PROJECT ABSTRACT The HIV-1 reservoir is thought to contain cells that vary in their susceptibility to clearance by the host immune system. Identifying mechanisms that allow infected cells to avoid clearance could inform the development of cure strategies that are able to more effectively eliminate HIV-infected cells in the long-lived reservoir. Persistence

during long periods of untreated infection, when immune surveillance for HIV-infected cells is highest and the immune environment is highly inflammatory, may select for infected cells with an enhanced ability to evade detection and clearance by the host immune system. This study will focus on two groups of reservoir cells that

carry intact proviral genomes and likely differ in susceptibly to clearance. The first are "early" reservoir cells that were infected (or are a clone of a cell infected) early in untreated infection. The second are "late" reservoir cells that were infected (or are a clone of a cell infected) near the time of ART initiation. These "late" reservoir cells

have persisted in the reservoir for less time and have primarily persisted during antiretroviral therapy when HIV- specific immune responses are blunted and HIV-infected cells typically have very long half-lives. In contrast, "early" reservoir cells persisted for long periods of untreated infection when most HIV-infected cells have a short

half-life. We hypothesize that early proviruses will have epigenetic features that make them resistant to T cell stimulation and less susceptible to clearance. In this study we will identify intact "early" and "late" proviruses in CD4+ T cells isolated from the blood of 15 participants on suppressive ART (Aim 1a). We will then examine

phenotypes predicted to impact reservoir clearance. Specifically, we will examine whether "early" and "late" proviruses differ in their sensitivity to T cell stimulation (Aim 1b) and/or have different genetic (proviral sequence and integration site) or epigenetic features (Aim 1c).

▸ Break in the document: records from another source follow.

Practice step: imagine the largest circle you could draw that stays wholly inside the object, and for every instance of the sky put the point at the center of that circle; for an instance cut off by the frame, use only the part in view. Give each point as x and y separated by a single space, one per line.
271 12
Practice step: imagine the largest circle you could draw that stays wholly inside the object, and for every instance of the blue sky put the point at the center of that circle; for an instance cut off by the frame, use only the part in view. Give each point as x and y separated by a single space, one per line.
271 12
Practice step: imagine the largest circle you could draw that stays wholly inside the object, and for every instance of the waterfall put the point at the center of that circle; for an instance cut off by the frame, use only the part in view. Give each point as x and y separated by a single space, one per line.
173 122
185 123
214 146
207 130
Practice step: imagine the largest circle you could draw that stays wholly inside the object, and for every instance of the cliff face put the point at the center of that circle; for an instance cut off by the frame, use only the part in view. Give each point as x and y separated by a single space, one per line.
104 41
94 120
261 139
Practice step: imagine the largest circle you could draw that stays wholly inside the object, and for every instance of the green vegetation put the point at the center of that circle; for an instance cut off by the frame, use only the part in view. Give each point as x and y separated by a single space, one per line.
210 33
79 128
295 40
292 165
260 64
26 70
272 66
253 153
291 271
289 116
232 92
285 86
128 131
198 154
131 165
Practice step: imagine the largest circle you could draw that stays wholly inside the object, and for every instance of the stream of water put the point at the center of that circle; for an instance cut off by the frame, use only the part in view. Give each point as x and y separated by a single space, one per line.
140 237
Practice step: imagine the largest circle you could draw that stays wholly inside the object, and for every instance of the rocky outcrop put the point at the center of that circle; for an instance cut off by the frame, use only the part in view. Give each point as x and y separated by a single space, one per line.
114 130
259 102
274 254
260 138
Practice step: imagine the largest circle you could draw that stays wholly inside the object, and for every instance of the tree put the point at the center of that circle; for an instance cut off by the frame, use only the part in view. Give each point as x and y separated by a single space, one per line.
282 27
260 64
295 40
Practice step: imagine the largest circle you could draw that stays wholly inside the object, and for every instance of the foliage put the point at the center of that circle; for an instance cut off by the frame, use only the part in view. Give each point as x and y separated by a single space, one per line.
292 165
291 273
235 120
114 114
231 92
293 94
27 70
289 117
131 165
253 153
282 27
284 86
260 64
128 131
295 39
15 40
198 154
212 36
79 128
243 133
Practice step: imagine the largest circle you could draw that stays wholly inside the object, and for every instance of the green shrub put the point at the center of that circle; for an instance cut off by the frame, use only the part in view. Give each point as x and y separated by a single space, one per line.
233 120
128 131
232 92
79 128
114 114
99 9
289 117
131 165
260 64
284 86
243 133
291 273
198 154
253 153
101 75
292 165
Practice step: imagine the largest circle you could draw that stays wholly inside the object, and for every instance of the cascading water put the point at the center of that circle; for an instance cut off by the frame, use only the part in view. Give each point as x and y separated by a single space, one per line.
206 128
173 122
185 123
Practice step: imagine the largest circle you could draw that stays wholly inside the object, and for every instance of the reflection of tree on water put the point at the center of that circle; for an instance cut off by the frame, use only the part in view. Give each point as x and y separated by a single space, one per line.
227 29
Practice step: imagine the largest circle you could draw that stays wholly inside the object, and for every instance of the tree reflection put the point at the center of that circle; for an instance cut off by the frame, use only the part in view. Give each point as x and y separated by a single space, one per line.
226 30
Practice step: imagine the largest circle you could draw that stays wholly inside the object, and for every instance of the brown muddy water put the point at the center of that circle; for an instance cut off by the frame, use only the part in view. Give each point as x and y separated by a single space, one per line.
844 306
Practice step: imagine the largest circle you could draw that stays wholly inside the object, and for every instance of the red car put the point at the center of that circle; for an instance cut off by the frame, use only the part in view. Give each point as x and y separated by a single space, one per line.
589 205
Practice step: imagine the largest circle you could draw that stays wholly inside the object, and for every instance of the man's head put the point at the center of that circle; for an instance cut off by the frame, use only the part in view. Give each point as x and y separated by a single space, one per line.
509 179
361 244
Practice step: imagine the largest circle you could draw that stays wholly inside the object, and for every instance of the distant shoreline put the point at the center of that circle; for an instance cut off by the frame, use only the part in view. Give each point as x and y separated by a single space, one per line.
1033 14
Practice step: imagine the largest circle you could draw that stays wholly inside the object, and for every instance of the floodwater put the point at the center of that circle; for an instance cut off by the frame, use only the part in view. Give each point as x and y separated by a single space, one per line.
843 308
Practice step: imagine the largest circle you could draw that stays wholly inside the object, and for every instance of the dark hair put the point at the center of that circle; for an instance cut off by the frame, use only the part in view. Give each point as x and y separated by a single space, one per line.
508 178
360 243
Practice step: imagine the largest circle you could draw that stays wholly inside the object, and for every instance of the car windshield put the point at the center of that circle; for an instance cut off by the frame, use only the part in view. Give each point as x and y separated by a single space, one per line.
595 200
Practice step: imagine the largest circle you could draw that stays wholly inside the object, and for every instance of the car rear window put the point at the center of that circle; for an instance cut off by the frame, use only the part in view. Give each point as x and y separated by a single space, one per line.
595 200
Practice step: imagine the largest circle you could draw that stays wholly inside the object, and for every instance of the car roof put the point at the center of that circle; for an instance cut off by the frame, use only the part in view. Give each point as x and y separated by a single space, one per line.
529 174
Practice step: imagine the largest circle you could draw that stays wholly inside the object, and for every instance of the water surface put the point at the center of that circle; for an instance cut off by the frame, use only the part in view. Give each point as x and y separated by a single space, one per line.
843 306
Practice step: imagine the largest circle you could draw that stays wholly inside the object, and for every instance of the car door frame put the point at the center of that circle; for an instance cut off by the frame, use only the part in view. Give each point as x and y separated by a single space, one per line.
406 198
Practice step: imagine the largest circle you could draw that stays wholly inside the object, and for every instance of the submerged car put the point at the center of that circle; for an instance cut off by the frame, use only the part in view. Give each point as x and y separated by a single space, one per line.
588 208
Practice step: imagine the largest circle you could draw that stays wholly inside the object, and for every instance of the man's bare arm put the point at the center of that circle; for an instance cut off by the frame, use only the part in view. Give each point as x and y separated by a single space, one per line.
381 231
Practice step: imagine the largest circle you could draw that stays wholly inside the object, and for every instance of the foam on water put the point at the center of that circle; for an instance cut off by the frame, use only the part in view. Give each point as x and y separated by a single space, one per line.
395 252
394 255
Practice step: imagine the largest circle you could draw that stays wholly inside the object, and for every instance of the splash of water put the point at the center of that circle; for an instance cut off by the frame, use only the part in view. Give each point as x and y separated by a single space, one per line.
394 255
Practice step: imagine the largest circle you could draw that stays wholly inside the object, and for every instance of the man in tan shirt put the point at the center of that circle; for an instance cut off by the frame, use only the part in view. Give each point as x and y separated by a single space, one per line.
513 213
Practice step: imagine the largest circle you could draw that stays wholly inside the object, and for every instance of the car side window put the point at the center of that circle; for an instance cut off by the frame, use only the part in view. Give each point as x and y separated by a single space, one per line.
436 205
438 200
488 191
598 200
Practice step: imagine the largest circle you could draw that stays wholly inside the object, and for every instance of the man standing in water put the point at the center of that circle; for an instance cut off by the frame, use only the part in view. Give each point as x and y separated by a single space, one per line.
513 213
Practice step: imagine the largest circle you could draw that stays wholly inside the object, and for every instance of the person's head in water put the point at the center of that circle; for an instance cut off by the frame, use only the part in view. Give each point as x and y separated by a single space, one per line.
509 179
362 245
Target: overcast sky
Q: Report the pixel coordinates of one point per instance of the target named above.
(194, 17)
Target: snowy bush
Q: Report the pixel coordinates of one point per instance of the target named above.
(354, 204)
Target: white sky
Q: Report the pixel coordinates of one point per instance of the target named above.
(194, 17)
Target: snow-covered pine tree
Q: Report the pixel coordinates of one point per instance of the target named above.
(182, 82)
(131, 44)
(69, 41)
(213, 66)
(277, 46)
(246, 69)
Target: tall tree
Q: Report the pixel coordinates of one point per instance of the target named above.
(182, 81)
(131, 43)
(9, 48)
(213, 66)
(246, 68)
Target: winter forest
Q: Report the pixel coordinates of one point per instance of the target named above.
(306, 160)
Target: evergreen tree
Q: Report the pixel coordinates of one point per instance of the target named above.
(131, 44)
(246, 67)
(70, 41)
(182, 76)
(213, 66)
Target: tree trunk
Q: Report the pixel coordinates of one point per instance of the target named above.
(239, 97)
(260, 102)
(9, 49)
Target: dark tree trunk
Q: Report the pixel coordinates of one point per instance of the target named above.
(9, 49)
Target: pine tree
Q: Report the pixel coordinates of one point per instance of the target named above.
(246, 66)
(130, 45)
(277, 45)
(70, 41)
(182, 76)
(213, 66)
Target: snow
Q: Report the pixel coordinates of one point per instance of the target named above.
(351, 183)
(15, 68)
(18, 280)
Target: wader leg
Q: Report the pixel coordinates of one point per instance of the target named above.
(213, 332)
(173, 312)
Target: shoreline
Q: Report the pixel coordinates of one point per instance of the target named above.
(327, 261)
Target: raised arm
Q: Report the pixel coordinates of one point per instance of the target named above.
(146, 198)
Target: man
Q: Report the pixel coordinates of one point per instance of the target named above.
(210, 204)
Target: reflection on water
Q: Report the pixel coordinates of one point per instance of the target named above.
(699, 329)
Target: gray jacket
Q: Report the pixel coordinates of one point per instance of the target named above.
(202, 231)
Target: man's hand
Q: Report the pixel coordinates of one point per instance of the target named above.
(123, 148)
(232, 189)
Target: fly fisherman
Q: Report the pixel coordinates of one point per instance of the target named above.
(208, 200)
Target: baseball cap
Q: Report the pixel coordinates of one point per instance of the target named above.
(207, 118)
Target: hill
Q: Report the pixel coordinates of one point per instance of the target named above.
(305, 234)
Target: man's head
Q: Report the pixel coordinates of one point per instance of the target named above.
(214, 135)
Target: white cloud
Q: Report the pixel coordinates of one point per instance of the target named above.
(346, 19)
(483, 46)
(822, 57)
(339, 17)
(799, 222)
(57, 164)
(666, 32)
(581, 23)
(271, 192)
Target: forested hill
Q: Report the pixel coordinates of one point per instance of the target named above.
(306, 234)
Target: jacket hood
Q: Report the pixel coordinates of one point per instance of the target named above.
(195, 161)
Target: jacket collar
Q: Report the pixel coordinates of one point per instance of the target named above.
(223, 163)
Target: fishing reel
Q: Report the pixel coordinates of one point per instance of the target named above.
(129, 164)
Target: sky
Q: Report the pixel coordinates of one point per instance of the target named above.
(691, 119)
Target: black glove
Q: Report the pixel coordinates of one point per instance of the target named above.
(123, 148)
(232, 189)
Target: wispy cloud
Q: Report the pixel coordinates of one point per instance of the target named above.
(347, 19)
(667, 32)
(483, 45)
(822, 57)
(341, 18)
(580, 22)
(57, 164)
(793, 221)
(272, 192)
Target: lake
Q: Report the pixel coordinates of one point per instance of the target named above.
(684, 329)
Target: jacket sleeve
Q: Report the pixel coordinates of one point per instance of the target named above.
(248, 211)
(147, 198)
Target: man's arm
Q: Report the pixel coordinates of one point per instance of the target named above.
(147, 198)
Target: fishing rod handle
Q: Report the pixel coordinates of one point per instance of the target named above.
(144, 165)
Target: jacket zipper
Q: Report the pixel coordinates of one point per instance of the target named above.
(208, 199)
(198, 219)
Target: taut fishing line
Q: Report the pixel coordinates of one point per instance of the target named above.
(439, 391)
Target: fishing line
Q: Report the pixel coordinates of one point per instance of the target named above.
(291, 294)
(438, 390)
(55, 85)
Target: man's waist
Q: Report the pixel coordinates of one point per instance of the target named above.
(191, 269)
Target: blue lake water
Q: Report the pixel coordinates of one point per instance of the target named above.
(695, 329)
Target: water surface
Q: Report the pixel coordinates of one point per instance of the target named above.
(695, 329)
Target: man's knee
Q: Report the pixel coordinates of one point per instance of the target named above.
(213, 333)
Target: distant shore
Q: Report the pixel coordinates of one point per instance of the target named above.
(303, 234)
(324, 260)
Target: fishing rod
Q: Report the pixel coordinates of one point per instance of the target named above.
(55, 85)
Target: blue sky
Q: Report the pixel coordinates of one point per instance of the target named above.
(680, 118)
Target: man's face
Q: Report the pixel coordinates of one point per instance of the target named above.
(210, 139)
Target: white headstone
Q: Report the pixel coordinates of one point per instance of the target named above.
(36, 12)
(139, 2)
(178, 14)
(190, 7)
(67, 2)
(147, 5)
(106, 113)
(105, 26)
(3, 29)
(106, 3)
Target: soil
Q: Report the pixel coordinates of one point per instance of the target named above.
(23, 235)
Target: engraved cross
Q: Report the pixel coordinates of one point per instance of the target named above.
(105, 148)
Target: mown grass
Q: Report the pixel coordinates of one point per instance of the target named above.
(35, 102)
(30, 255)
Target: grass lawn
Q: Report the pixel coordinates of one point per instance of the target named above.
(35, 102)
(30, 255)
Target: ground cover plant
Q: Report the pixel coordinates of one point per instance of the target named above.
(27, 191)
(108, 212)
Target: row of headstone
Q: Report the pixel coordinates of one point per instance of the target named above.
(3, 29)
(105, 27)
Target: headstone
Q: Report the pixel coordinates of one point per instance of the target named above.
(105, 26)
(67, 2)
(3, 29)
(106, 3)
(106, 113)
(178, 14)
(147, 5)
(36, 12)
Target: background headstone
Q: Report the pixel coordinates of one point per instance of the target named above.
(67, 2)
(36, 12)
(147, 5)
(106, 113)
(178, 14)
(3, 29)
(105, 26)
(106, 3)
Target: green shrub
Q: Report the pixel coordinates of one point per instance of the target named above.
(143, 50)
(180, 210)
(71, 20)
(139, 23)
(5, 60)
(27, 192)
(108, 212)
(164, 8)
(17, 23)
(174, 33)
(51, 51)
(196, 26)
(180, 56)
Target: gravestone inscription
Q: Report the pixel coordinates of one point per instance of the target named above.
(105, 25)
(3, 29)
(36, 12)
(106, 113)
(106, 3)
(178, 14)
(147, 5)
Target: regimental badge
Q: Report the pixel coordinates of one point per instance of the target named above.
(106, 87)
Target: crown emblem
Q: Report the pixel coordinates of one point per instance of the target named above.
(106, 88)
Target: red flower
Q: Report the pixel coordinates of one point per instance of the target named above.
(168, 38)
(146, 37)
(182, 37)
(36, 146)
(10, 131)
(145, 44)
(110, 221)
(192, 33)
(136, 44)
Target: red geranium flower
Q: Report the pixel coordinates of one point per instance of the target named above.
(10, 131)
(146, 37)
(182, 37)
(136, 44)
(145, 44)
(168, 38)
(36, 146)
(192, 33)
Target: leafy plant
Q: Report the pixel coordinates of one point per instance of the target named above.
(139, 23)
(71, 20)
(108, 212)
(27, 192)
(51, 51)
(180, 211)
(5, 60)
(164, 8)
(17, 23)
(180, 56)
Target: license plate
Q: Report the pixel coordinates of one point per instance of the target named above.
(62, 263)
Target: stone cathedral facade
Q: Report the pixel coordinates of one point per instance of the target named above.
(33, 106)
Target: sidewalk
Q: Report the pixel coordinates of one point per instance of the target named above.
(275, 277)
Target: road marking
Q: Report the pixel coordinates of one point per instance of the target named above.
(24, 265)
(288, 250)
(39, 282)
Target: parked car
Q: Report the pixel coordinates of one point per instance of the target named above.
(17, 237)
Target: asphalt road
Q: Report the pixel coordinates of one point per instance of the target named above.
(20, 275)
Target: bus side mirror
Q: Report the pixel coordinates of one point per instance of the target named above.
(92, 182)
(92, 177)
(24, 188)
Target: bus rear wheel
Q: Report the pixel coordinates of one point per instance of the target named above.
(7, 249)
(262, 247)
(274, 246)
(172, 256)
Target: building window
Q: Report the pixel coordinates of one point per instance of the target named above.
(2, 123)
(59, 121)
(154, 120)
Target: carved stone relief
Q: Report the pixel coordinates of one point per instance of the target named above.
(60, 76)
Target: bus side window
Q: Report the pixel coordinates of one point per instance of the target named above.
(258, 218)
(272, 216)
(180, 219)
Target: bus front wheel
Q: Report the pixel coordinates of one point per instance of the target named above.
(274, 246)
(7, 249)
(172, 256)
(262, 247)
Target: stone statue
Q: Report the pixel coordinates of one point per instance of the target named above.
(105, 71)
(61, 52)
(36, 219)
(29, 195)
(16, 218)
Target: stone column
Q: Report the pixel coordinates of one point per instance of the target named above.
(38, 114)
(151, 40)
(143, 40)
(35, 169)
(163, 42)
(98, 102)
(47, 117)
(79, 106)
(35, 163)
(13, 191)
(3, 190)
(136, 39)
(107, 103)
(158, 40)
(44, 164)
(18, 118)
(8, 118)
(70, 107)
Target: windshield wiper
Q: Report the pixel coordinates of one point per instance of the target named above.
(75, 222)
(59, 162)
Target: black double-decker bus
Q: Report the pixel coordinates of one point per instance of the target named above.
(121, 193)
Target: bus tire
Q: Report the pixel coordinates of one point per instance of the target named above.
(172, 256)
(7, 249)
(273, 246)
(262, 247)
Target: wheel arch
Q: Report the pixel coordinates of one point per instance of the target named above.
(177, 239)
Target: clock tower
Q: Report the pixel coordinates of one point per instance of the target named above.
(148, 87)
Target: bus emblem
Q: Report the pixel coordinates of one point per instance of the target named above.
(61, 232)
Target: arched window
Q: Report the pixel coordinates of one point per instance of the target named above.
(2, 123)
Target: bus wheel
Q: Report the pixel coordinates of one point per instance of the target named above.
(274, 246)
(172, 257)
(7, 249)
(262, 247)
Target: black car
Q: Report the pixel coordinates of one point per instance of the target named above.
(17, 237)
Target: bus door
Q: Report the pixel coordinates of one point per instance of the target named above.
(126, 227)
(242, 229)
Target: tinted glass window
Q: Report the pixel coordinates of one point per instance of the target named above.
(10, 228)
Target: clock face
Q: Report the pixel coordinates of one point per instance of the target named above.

To test the hypothesis that "early" proviruses are more

difficult to clear, we will measure the susceptibility of "early" and "late" proviruses to killing by autologous CD8 T cells (Aim 2a) and assess whether disruption of epigenetic regulators alters their susceptibility to killing by autologous CD8 T cells (Aim 2b). Our focus on "early" and "late" viruses allows us to explore potential

mechanisms associated with clearance in populations that likely differ in their susceptibility to clearance, however, the proposal work will also reveal if features other than proviral age are predictive of susceptibility to clearance. We will then explore strategies to improve antigen presentation in infected cells (Aim 3a) and assess

whether improved antigen presentation can enhance killing by autologous CD8 T cells in populations typically refractory to clearance (Aim 3b). The overarching goal of this project is to define a population of cells with an enhanced ability to evade clearance, identify host and proviral features associated with clearance evasion and

test whether better antigen presentation can make HIV-infected cells more susceptible to clearance. Successful completion of these aims will connect proviral genetics and epigenetics to virus reactivation and killing to inform the development of improved clearance strategies.